NOVEL N-(1,3,4-OXADIAZOL-2-YL)BENZAMIDES AS ANTIMICROBIAL AGENTS
thesisposted on 2021-12-04, 00:03 authored by George Alfred NaclerioGeorge Alfred Naclerio
Antibiotic resistance has become a major threat to human health. For instance, globally, it is estimated that more than 700,000 people die annually from infections caused by drug-resistant bacterial pathogens. In the United States, antibiotic resistance is also a major issue as the Centers for Disease Control and Prevention (CDC) reports that more than 2.8 million antibiotic-resistant infections occur each year, resulting in more than 35,000 deaths. At the same time, the antibiotic pipeline remains dry – exemplified by the paucity of novel antibiotics introduced into clinical use and the number of active pharmaceutical companies working on antibiotic development. Still, antibiotics that have either entered clinical trials or have been FDA approved recently are just derivatives of other drugs. This means that resistance mechanisms affecting the older drugs will likely affect the newer ones as well. Therefore, this is a dire need to develop antibiotics containing new chemotypes and novel mechanisms of action to slow down the generation of resistance.

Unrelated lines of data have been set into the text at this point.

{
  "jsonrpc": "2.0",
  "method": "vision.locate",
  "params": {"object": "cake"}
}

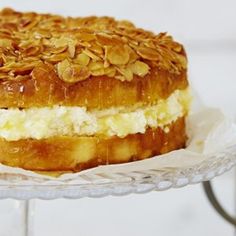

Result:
[0,8,190,172]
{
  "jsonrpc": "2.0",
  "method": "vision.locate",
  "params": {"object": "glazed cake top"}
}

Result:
[0,8,187,83]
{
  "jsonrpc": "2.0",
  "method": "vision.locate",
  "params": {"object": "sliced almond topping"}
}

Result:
[75,53,90,66]
[57,60,90,83]
[106,45,129,65]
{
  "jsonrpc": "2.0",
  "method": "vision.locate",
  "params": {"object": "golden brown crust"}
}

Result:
[0,9,187,108]
[0,117,186,171]
[0,63,188,109]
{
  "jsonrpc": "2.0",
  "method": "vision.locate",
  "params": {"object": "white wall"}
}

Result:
[0,0,236,236]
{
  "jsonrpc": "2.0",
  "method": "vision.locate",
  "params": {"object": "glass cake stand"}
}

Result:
[0,145,236,236]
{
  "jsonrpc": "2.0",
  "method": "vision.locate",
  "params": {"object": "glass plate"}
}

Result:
[0,145,236,200]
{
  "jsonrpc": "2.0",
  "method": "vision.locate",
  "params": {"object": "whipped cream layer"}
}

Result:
[0,89,191,141]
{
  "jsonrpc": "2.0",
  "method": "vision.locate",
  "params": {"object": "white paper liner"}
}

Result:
[0,108,236,180]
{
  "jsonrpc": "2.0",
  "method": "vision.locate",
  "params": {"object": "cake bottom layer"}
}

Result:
[0,117,187,172]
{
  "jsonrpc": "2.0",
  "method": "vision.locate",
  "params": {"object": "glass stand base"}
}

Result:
[0,199,35,236]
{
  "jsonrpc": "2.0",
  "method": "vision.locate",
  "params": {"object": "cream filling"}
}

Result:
[0,89,190,141]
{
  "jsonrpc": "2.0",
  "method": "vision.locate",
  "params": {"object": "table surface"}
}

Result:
[0,0,236,236]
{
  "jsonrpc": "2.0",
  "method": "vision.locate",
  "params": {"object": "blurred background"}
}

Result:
[0,0,236,236]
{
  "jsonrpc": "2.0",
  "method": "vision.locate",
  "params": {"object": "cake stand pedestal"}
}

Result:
[0,145,236,236]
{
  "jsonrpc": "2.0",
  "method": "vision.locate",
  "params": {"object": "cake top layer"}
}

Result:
[0,8,187,83]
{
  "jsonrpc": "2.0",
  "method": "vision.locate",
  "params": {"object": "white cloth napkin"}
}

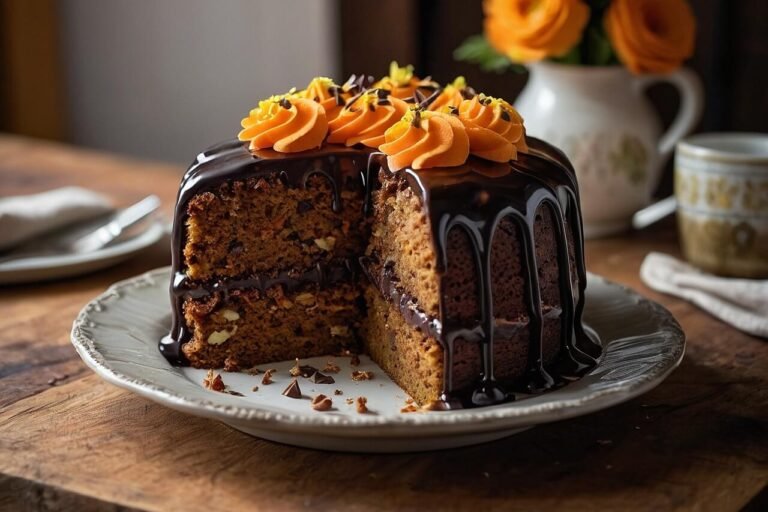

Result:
[0,187,113,251]
[640,252,768,337]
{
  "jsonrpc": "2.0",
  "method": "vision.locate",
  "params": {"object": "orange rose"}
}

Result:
[605,0,696,74]
[483,0,589,62]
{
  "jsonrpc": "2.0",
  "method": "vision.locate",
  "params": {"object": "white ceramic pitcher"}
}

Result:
[515,62,703,238]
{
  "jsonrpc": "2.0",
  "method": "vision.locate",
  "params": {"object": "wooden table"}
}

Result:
[0,137,768,511]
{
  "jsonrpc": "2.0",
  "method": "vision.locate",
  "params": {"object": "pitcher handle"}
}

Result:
[635,68,704,165]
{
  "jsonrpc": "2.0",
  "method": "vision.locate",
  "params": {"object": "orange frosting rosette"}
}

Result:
[604,0,696,74]
[299,76,349,122]
[427,76,475,111]
[328,89,408,148]
[237,93,328,153]
[373,61,438,100]
[379,107,469,171]
[483,0,588,62]
[451,94,528,162]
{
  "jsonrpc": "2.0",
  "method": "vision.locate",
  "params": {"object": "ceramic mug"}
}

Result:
[675,133,768,277]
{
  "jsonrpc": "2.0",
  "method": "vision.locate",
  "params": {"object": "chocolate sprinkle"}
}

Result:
[283,379,301,398]
[459,87,477,100]
[309,372,336,384]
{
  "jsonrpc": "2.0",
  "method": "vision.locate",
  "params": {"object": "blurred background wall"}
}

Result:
[0,0,340,163]
[0,0,768,172]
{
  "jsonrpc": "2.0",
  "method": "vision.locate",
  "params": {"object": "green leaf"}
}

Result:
[453,34,525,73]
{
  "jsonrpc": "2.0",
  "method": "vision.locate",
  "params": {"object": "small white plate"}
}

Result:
[0,220,165,285]
[72,268,685,452]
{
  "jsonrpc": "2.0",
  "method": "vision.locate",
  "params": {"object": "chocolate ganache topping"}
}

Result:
[160,66,601,408]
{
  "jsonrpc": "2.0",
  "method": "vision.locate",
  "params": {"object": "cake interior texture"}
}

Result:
[161,139,599,407]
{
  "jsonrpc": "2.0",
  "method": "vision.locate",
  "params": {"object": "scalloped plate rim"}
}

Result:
[71,267,685,439]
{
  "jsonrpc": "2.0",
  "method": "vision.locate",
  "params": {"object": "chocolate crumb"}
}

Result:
[283,379,301,398]
[203,370,226,392]
[296,200,315,213]
[48,373,69,386]
[312,395,333,411]
[352,370,373,381]
[475,190,491,206]
[323,361,341,373]
[261,369,275,386]
[309,372,336,384]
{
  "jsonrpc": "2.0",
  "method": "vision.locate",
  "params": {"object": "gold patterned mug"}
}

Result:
[675,133,768,277]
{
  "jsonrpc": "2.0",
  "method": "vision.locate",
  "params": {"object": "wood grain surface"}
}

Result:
[0,137,768,511]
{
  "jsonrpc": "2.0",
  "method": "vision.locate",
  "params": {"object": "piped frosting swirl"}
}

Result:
[237,92,328,153]
[299,76,349,122]
[456,94,528,162]
[373,61,439,100]
[379,107,469,171]
[238,62,528,164]
[328,89,408,148]
[427,76,475,111]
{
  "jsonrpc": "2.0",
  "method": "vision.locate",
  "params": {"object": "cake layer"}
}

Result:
[362,285,561,407]
[182,281,362,369]
[184,158,367,281]
[368,171,578,323]
[161,139,599,407]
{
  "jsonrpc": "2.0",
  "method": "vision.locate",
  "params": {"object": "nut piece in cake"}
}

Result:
[208,325,237,345]
[283,379,301,398]
[323,361,341,373]
[357,396,368,414]
[203,370,226,392]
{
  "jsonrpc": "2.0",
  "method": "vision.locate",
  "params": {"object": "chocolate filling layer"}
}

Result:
[160,137,601,408]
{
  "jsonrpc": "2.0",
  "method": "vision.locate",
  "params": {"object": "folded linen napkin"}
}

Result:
[0,187,113,251]
[640,252,768,337]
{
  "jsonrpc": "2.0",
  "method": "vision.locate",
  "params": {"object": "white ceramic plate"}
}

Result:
[0,220,165,285]
[72,268,685,452]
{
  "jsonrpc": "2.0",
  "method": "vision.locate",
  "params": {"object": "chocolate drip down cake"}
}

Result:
[160,65,600,408]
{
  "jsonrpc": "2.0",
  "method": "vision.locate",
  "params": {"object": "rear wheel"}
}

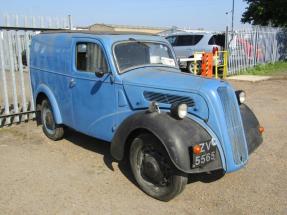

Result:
[129,134,188,201]
[41,99,64,140]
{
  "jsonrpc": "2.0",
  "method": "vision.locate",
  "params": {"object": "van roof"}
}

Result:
[41,30,158,36]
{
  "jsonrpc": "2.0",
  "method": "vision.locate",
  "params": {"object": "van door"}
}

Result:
[70,38,116,141]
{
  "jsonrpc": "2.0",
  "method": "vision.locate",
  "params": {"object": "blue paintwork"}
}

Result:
[30,33,253,172]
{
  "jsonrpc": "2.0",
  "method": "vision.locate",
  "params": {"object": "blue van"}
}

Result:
[30,31,263,201]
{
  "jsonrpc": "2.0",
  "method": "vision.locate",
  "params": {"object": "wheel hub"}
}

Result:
[44,111,54,130]
[142,154,164,184]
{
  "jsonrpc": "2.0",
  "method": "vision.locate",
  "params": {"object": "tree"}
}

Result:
[241,0,287,27]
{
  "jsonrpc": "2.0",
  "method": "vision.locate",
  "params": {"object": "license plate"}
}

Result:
[192,141,216,168]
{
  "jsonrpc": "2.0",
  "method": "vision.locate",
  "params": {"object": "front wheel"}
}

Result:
[129,134,188,201]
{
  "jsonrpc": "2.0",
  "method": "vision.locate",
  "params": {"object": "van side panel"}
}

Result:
[30,34,73,126]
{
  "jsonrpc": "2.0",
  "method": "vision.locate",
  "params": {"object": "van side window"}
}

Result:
[76,42,108,72]
[175,35,203,46]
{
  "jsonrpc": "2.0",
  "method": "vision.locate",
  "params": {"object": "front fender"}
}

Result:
[111,111,222,173]
[240,104,263,154]
[34,84,63,124]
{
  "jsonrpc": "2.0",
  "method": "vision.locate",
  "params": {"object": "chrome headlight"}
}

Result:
[170,103,187,119]
[235,90,246,104]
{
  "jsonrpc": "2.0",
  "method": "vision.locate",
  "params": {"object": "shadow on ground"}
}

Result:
[65,129,224,186]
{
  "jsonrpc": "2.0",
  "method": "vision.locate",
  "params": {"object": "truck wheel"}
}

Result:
[187,62,201,75]
[41,99,64,140]
[129,134,188,201]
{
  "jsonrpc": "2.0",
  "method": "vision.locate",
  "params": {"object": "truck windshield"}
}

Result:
[114,41,176,73]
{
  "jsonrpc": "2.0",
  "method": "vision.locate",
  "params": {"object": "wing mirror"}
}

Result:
[95,68,105,78]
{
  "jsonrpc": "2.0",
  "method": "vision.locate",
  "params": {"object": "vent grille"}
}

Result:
[217,87,248,164]
[144,91,195,107]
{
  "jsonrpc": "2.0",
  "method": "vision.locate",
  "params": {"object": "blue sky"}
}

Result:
[0,0,250,30]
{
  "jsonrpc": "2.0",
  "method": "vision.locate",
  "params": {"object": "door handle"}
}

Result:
[69,78,76,88]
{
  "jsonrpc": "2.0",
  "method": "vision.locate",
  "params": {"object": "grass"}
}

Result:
[242,61,287,75]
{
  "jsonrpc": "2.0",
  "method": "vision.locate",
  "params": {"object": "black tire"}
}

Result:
[41,99,64,140]
[186,61,201,75]
[129,133,188,201]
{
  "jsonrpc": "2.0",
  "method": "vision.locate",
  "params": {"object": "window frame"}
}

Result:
[73,38,111,74]
[174,34,205,47]
[112,40,179,75]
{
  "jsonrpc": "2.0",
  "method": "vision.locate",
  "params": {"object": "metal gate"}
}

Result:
[227,26,287,75]
[0,16,72,127]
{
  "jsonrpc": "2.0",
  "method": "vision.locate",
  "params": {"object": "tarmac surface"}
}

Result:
[0,80,287,215]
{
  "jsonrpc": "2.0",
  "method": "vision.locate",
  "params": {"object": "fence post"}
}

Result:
[0,31,11,125]
[68,15,73,30]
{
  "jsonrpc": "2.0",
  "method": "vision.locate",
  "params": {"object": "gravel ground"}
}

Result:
[0,80,287,215]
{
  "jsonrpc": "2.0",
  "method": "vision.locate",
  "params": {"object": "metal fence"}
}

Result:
[0,15,72,127]
[227,26,287,75]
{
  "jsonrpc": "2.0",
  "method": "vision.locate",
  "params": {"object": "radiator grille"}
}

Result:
[144,91,195,107]
[217,87,248,164]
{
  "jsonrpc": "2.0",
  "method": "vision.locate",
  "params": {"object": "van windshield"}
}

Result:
[114,41,176,73]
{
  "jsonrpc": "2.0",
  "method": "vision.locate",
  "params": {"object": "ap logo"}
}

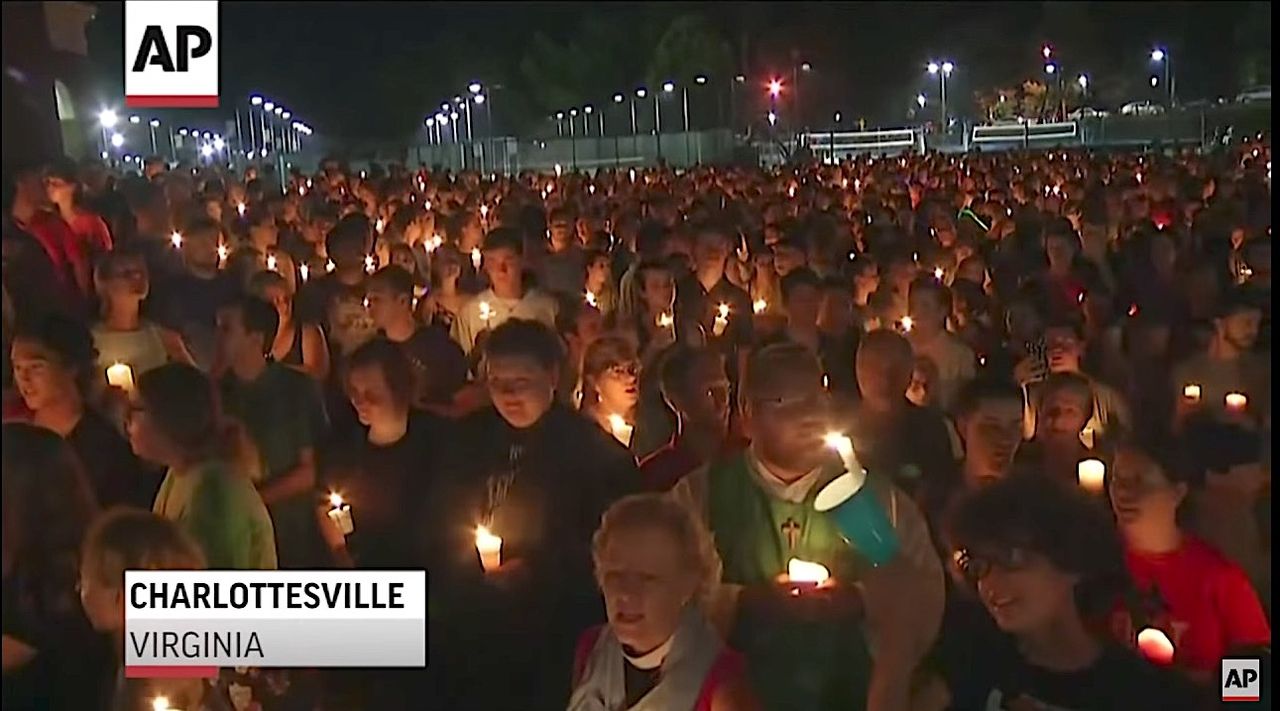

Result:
[124,0,219,109]
[1222,657,1262,701]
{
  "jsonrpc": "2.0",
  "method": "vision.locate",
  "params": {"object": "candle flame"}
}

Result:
[787,559,831,585]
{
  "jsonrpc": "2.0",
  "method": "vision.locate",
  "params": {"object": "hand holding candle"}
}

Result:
[476,525,502,573]
[106,363,133,392]
[329,492,356,535]
[712,304,728,336]
[1138,626,1174,666]
[609,413,635,447]
[1075,459,1107,493]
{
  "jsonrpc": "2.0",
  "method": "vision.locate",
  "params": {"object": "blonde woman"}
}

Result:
[568,494,758,711]
[579,336,640,447]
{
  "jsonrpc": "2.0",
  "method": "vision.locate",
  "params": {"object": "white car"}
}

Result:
[1120,101,1165,117]
[1235,86,1271,104]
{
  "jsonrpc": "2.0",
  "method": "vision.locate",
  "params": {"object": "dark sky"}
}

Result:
[88,1,1271,138]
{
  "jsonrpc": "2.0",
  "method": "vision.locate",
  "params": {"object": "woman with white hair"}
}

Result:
[568,494,758,711]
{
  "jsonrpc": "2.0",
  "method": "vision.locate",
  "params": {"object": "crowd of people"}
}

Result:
[3,136,1271,711]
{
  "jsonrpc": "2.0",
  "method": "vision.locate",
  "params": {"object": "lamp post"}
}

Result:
[1151,47,1178,109]
[922,60,956,133]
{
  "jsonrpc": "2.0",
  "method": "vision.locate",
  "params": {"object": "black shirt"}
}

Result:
[321,411,453,568]
[67,410,160,510]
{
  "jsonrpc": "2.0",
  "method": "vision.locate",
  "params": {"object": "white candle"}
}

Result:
[1224,392,1249,414]
[609,413,635,447]
[1075,459,1107,493]
[329,492,356,535]
[787,559,831,585]
[106,361,133,392]
[822,430,863,474]
[476,525,502,573]
[712,304,728,336]
[1080,427,1093,450]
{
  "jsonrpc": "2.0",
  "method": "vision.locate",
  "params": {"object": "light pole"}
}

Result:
[922,60,956,133]
[1151,47,1178,109]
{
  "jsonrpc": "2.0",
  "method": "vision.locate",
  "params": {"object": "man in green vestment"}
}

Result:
[675,343,943,711]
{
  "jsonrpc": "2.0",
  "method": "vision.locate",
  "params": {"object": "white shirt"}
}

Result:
[453,288,558,355]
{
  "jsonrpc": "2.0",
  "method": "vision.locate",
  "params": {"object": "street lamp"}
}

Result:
[916,60,956,133]
[1151,47,1178,109]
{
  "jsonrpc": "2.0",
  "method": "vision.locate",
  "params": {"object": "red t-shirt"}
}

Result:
[1125,537,1271,671]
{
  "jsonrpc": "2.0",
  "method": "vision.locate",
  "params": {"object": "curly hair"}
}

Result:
[591,493,722,605]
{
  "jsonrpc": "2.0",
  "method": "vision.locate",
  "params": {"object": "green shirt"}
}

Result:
[151,460,275,570]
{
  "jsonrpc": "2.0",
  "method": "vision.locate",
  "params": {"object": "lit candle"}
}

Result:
[329,492,356,535]
[476,525,502,573]
[783,559,831,596]
[106,361,133,392]
[1075,459,1107,493]
[1138,626,1174,665]
[1080,427,1093,450]
[712,304,728,336]
[609,413,635,447]
[822,430,863,474]
[1224,392,1249,415]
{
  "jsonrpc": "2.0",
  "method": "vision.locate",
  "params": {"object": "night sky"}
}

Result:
[88,1,1271,140]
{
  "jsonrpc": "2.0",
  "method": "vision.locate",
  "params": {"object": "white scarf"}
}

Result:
[568,606,723,711]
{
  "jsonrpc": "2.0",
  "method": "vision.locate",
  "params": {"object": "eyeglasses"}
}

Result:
[951,546,1030,587]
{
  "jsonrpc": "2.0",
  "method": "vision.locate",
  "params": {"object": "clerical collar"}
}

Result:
[622,634,676,671]
[746,446,822,503]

Lipoteichoic acid (LTA) is an anionic polymer attached to the cell membrane of Gram-positive bacteria such as Staphylococcus aureus, Enterococci, Listeria monocytogenes, Streptococcus pneumoniae, and Bacillus subtilis. It’s been found that LTA is highly important for several bacterial processes such as growth, virulence, biofilm formation, and inflammation. Because of this, LTA has been deemed a potential new antibiotic target. Inhibitors of LTA have been reported but they contain several unfavorable properties such as low to moderate antibacterial activity.
This dissertation reports a novel class of sulfonamide containing N-(1,3,4-oxadiazol-2-yl)benzamides which potently inhibit Staphylococcus aureus (S. aureus) LTA biosynthesis with minimum inhibitory concentrations (MICs) of 0.25 µg/mL. Additonally, this dissertation will discuss the discovery of trifluoromethoxy (OCF3), trifluoromethylthio (SCF3) and pentafluorosulfanyl (SF5) containing N-(1,3,4-oxadiazol-2-yl)benzamides exhibiting strong antibacterial activities against a wide-range of clinically important bacterial pathogens such as methicillin-resistant S. aureus (MRSA), vancomycin resistant enterococcus (VRE), Clostridioides difficile (C. difficile), and Neisseria gonorrhoeae (N. gonorrhoeae) with MICs as low as 0.003 µg/mL. Halogenated N-(1,3,4-oxadiazol-2-yl)benzamides which eradicate MRSA preformed biofilm have also been characterized.